Minha avó Antonia viveu seu último ano de vida num asilo na Rua Garibaldi com a Cruzeiro. Lá os velhinhos eram tratados a pão-de-ló. Ela, que na velhice morou com o filho caçula – meu pai -, ficou impossibilitada de ficar sozinha em casa. Após a morte do meu avô, e com todo mundo da casa trabalhando fora, não dava pra deixá-la só.
No asilo, costumávamos visitá-la com grande freqüência. Meu pai ia quase todos os dias, eu ia uma vez por semana, sempre aos sábados, já que na época eu trabalhava no interior do estado e só chegava em São Paulo na sexta a noite.
A grande maioria dos velhos já estava muito debilitada física e psicologicamente. Tinha um senhor que vivia disparando tiros imaginários e se jogando no chão. Quando eu aparecia ele ficava desesperado. Tinha a certeza que eu era um nazista e que ia matá-lo. Outra velhinha achava que eu era seu filho, papel que eu representava orgulhoso, com a virtude cênica de um Paulo Gracindo.
As velhinhas (eram apenas três os velhos homens – o que vivia na guerra, um que achava que era jogador do Palestra e outro entrevado na cama) ficavam a maior parte do dia numa sala de televisão ampla, bem arejada. Cafezinho da tarde e tudo que era confete.
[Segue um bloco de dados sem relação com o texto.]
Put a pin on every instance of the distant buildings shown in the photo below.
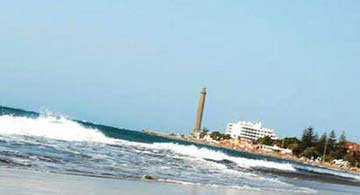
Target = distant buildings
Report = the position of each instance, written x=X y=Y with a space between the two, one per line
x=351 y=147
x=249 y=131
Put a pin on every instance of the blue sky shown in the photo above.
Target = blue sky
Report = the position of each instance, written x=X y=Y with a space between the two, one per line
x=141 y=64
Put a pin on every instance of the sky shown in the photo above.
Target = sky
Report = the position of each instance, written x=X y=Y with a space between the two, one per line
x=142 y=64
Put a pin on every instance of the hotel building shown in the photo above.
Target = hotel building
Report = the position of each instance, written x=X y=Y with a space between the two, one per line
x=249 y=131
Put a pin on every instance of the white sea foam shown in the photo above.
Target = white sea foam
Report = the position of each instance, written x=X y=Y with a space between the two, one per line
x=58 y=128
x=205 y=153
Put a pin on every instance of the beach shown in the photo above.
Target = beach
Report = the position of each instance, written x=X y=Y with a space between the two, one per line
x=17 y=181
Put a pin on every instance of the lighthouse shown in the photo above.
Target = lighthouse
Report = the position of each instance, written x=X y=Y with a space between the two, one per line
x=199 y=114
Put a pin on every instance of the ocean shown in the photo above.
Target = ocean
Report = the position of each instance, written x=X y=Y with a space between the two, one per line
x=44 y=143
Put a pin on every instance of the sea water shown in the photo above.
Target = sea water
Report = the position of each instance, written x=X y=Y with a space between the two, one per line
x=56 y=144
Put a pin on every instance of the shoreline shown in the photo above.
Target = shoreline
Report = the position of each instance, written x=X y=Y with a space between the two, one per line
x=257 y=152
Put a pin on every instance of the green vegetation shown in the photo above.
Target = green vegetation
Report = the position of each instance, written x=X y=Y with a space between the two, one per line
x=311 y=146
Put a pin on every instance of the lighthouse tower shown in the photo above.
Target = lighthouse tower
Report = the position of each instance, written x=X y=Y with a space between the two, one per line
x=200 y=111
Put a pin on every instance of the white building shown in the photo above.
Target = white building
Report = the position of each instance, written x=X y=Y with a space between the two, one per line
x=249 y=131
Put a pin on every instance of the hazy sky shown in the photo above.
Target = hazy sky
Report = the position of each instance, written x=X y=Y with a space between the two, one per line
x=141 y=64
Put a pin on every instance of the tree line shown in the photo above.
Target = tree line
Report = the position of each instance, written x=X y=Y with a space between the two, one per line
x=327 y=146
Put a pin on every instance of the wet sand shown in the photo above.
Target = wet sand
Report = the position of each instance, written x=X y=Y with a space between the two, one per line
x=26 y=182
x=29 y=182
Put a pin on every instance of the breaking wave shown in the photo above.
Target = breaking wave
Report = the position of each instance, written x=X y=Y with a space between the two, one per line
x=60 y=128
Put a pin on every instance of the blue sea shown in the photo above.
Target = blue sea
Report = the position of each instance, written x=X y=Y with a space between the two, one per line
x=57 y=144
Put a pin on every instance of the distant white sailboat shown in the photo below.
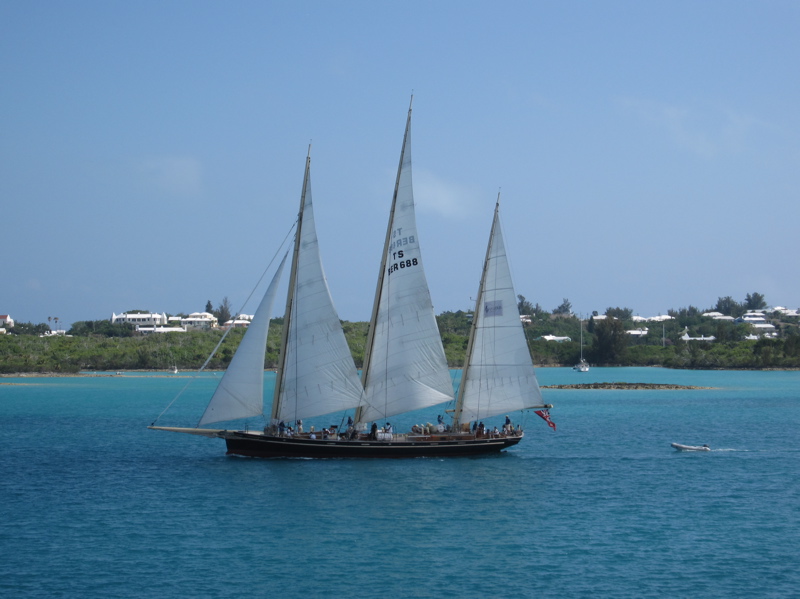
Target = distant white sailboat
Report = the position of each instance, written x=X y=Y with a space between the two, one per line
x=581 y=366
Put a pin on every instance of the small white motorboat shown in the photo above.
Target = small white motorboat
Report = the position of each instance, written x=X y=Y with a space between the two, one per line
x=680 y=447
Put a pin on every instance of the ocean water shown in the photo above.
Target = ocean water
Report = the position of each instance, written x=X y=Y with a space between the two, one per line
x=96 y=505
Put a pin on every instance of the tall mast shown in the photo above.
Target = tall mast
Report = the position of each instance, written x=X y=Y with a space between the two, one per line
x=382 y=272
x=475 y=318
x=276 y=397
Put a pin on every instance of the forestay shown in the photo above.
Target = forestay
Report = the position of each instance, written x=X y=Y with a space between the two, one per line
x=499 y=376
x=406 y=367
x=240 y=393
x=319 y=375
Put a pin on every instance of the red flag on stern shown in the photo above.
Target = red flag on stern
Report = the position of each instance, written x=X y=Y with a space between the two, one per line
x=545 y=415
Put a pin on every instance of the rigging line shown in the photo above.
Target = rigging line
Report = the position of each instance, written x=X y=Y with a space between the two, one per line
x=225 y=334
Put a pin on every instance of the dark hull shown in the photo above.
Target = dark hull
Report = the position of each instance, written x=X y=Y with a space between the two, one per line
x=264 y=446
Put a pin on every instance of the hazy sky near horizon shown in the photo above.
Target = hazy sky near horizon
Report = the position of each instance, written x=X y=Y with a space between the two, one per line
x=152 y=153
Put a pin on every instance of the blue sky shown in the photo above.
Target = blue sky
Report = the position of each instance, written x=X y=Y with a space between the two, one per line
x=152 y=153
Nessas tardes de televisão elas batiam papos alvoroçados. Parecia a Torre de Babel, eu não entendia bulhufas. As anciãs, porém, apesar de parecerem conversar, viviam cada uma dentro de si e de seu mundo cheio de lembranças, imaginações e delírios.
Entre elas, totalmente travada e só conseguindo balbuciar palavras ininteligíveis, estava um mito, uma lenda da região: Dona Marcina, a célebre benzedeira. Com mais de 90 anos ela estava consciente, apesar do derrame que lhe reduziu sensivelmente os movimentos. Minha avó, que conviveu com Dona Marcina uma vida inteira de bairro, nutria pela benzedeira um respeito, uma admiração santificada e – por que não? – uma veneração. Tanto que todos os dias sentava-se ao lado da cadeira de rodas de sua santa de carne e osso, segurava suas mãos e ficava ouvindo o balbucio do qual não se extraia uma palavra sequer.
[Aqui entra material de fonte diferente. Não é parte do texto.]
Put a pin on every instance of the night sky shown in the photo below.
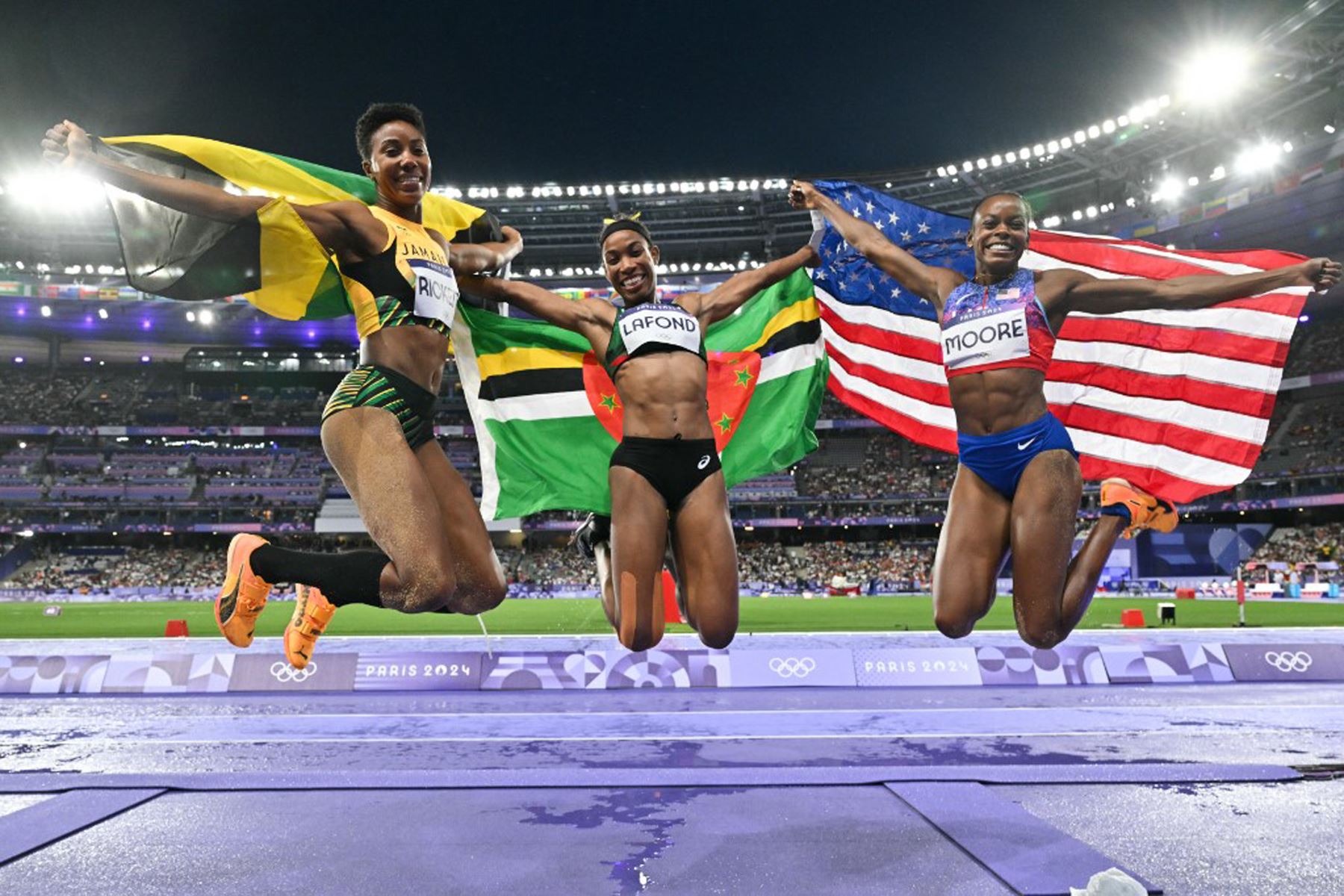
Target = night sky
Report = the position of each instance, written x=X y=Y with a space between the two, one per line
x=588 y=92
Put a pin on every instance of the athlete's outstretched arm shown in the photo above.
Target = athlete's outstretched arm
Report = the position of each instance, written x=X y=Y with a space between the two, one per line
x=732 y=293
x=477 y=258
x=339 y=226
x=927 y=281
x=584 y=316
x=1086 y=293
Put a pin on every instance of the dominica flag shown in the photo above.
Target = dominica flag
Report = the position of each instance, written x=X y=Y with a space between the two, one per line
x=547 y=415
x=270 y=258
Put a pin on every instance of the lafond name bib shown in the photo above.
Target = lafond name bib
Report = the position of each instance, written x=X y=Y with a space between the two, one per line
x=436 y=289
x=660 y=326
x=987 y=337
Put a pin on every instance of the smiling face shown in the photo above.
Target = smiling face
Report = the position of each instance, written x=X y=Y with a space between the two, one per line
x=999 y=234
x=399 y=163
x=629 y=261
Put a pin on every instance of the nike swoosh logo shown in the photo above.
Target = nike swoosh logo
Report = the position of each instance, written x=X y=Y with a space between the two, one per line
x=230 y=601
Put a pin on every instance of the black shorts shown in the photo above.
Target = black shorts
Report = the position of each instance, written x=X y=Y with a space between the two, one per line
x=672 y=467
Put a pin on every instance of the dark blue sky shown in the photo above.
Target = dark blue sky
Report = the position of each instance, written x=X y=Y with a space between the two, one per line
x=577 y=92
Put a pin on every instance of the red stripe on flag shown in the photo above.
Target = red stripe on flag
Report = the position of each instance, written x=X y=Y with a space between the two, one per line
x=1175 y=339
x=1183 y=438
x=889 y=340
x=927 y=435
x=1176 y=388
x=922 y=390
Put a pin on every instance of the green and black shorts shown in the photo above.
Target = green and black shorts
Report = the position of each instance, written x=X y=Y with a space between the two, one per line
x=374 y=386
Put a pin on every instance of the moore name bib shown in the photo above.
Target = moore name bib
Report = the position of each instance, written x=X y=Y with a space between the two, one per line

Breve parêntese: Apesar de sabermos das plantas e recursos palpáveis que os benzedeiros e benzedeiras lançam mão para a cura de qualquer tipo de chaga, jamais serão entendidas as palavras por eles utilizadas. Faz parte do processo não deixar transparecer a oratória.
Dona Marcina começou ainda moça com a benzedura. Com o tempo foi aplacando toda a Barra Funda e os bairros vizinhos. Ganhou divisas de curandeira da pesada quando desembestou a curar mazelas que davam uma trabalheira danada pros médicos. Sua fama se espalhou como um tornado; dizem que não havia quebranto que ela não botasse abaixo. Quem nasceu a partir da década de 40 via a mulher como uma milagreira, tamanha a fama de seus feit(iç)os.
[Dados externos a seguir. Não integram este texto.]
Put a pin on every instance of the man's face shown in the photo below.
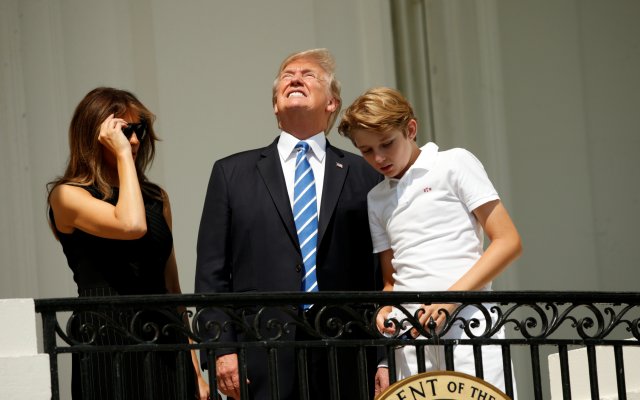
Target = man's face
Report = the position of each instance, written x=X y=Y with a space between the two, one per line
x=302 y=85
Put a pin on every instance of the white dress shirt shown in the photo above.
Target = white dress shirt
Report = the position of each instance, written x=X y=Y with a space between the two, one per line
x=315 y=155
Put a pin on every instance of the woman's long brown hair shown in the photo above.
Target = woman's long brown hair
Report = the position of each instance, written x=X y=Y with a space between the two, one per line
x=85 y=166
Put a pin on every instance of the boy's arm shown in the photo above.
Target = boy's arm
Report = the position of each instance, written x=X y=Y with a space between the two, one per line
x=505 y=247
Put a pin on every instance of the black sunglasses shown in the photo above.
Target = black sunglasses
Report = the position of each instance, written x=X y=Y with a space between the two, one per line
x=140 y=129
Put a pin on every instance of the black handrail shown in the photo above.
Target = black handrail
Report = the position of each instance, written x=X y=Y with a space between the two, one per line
x=533 y=319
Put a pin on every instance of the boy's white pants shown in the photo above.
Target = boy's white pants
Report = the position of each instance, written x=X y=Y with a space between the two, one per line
x=463 y=360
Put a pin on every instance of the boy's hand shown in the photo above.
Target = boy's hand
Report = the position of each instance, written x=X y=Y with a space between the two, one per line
x=437 y=312
x=380 y=321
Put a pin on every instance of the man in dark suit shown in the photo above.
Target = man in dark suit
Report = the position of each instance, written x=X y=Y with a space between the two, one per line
x=248 y=241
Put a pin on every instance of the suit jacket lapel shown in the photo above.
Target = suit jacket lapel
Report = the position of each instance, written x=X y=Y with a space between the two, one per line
x=270 y=169
x=335 y=173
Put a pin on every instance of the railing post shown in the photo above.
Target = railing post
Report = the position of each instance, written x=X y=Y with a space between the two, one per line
x=49 y=347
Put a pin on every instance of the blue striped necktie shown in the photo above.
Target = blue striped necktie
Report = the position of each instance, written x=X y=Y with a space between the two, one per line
x=305 y=213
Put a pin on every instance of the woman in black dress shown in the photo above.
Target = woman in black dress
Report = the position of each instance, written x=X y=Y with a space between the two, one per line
x=115 y=230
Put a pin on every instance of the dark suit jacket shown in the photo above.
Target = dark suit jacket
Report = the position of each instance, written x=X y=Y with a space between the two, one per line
x=247 y=239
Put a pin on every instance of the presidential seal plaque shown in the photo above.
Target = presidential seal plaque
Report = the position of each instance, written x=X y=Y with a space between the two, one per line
x=442 y=385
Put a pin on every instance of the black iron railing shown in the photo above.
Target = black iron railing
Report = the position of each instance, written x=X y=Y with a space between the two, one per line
x=532 y=321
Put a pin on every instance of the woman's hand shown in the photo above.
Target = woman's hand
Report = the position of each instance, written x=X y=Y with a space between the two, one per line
x=111 y=136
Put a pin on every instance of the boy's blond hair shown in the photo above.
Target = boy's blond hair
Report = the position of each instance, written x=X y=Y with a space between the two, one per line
x=378 y=109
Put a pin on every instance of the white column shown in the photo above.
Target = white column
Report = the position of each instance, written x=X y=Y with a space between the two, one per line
x=24 y=374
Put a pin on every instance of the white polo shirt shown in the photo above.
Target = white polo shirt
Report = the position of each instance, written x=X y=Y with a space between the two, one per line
x=426 y=218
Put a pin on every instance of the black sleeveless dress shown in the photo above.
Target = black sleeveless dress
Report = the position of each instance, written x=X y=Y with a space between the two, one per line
x=107 y=267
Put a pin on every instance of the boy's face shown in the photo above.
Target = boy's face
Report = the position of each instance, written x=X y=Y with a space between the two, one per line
x=391 y=153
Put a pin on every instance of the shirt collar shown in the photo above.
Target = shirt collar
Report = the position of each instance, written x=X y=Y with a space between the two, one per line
x=425 y=161
x=287 y=143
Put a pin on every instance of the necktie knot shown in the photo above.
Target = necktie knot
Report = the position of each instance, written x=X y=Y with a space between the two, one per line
x=302 y=147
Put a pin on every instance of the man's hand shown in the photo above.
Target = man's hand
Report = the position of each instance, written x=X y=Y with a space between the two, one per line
x=381 y=381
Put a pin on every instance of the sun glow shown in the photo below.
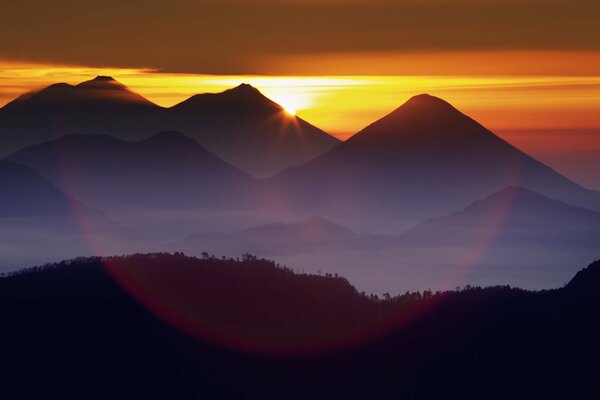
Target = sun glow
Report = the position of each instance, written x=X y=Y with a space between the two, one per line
x=342 y=105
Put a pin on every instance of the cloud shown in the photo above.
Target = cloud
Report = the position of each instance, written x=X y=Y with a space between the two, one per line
x=235 y=36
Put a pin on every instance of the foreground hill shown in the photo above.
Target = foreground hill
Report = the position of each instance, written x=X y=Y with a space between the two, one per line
x=74 y=331
x=239 y=125
x=514 y=236
x=309 y=236
x=424 y=159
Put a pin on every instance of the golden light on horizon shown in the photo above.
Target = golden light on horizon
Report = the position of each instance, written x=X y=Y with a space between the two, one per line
x=342 y=105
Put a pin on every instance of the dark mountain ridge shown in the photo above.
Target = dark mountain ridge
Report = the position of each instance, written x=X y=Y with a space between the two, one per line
x=73 y=320
x=168 y=170
x=423 y=159
x=240 y=125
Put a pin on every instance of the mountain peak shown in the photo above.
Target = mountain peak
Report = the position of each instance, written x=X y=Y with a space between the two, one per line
x=242 y=97
x=245 y=87
x=104 y=78
x=427 y=105
x=103 y=82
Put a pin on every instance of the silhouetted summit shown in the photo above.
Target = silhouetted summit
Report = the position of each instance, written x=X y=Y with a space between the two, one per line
x=587 y=281
x=431 y=126
x=240 y=125
x=244 y=98
x=101 y=92
x=423 y=159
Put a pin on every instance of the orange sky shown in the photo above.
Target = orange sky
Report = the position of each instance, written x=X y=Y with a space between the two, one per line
x=342 y=105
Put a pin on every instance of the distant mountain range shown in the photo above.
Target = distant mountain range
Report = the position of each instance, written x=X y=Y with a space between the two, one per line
x=400 y=174
x=309 y=236
x=166 y=171
x=514 y=236
x=424 y=159
x=239 y=125
x=40 y=223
Não houve uma só criança do bairro que Dona Marcina não benzeu. Minha avó levava religiosamente seus quatros filhos pra carimbamba curar toda a sorte de mau-olhados e cobreiros. Era um tempo em que o pediatra não era tão solicitado!
Eu já sou de uma época em que a velha rezadeira estava aposentada. A pirralhada da minha geração se submetia às rezas e às mãos da Dona Yolanda, também muito requisitada! Nunca me esqueço quando aparentávamos, eu e meus irmãos, qualquer sintoma de moleza. Minha avó, com toda experiência, bradava: “- Direto pra Dona Yolanda!”. A Dona Yolanda aprendeu muita milonga com a Dona Marcina.
Na “casa de repouso”, apesar de toda a higiene e dos serviços das moças prestativas e atenciosas que lá trabalhavam, virava e mexia a velharia apresentava um comichão, uma mancha estranha na pele, uma íngua, um cobreiro ou uma gastura. E as funcionárias não se conformavam com um mistério: como só as duas – Dona Marcina e minha avó - podiam ser as únicas das velhinhas daquele asilo que jamais apresentaram qualquer sorte contrária que as mãos e a reza de uma boa benzedeira não pudessem curar.